MiR‐155 inhibits DEPTOR with secondary activation of mTOR in B lymphoma cell lines. (A) A model for the interactions between miR‐155 and the 3'UTR of DEPTOR. The RNAhyb program predicts a binding site starting at 480 nucleotides after the stop codon. Upper: sequence of the target site at the 3'UTR of DEPTOR; Lower: sequence of miR‐155. The 5' and 3' ends are specified. (B) Confirmation of the binding site for miR‐155 with luciferase assay in U2932 cells. Y‐axis: relative luciferase activity.
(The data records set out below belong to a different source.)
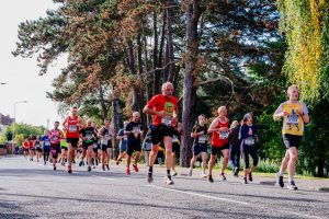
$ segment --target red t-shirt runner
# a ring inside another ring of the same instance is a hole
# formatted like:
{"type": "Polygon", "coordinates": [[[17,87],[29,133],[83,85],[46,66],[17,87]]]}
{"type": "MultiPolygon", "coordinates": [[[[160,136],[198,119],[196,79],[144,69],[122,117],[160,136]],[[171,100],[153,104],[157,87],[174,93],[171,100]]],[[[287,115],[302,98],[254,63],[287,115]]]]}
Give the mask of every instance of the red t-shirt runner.
{"type": "Polygon", "coordinates": [[[78,126],[78,116],[67,118],[67,138],[79,138],[79,126],[78,126]]]}
{"type": "MultiPolygon", "coordinates": [[[[218,124],[214,128],[222,128],[222,127],[228,128],[228,119],[224,124],[220,123],[220,120],[218,119],[218,124]]],[[[213,132],[213,137],[212,137],[212,146],[213,147],[220,148],[220,147],[225,146],[226,143],[228,143],[228,130],[213,132]]]]}
{"type": "Polygon", "coordinates": [[[152,125],[159,126],[160,124],[172,126],[173,112],[177,112],[178,101],[177,97],[170,96],[167,97],[162,94],[155,95],[148,103],[147,106],[154,111],[164,111],[167,116],[161,117],[158,115],[152,115],[154,123],[152,125]]]}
X‐axis, from left to right: U2932 cells transfected with miR‐155 and DEPTOR, with mt‐miR‐155 and DEPTOR, with miR‐155 and mt DEPTOR, and with mt miR‐155 and mt DEPTOR (wt: wild type; mt mutant). (C) Induction of phosphorylated mTOR (p‐mTOR) by miR‐155 in BJAB cells. An EGFP+ vector is used to over‐express miR‐155. After transfection and sorting, >90% of the cells are EGFP+. Overexpression of miR‐155 reduced the level of DEPTOR with secondary increase in the level of p‐mTOR. (D) A model for induction of p‐mTOR by miR‐155 in gastric diffuse large B‐cell lymphoma resistant *to H. pylori* eradication therapy. In the mTOR complex, DEPTOR together with either RAPTOR in mTORC1 or RICTOR in mTORC2 inhibit the activity of mTOR. In the presence of increased miR‐155 and decreased DEPTOR, the inactive complex dissociates into active form. D: DEPTOR and R: RAPTOR or RICTOR

Furthermore, western blotting showed that overexpression of miR‐155 in BJAB cells inhibited DEPTOR and induced phosphorylated mTOR (p‐mTOR) (Figure 2C). Together, we proposed a model for resistance to H. pylori eradication, in which miR‐155 may inhibit DEPTOR, leading to dissociation of the inactive mTOR complex and activation of p‐mTOR (Figure 2D).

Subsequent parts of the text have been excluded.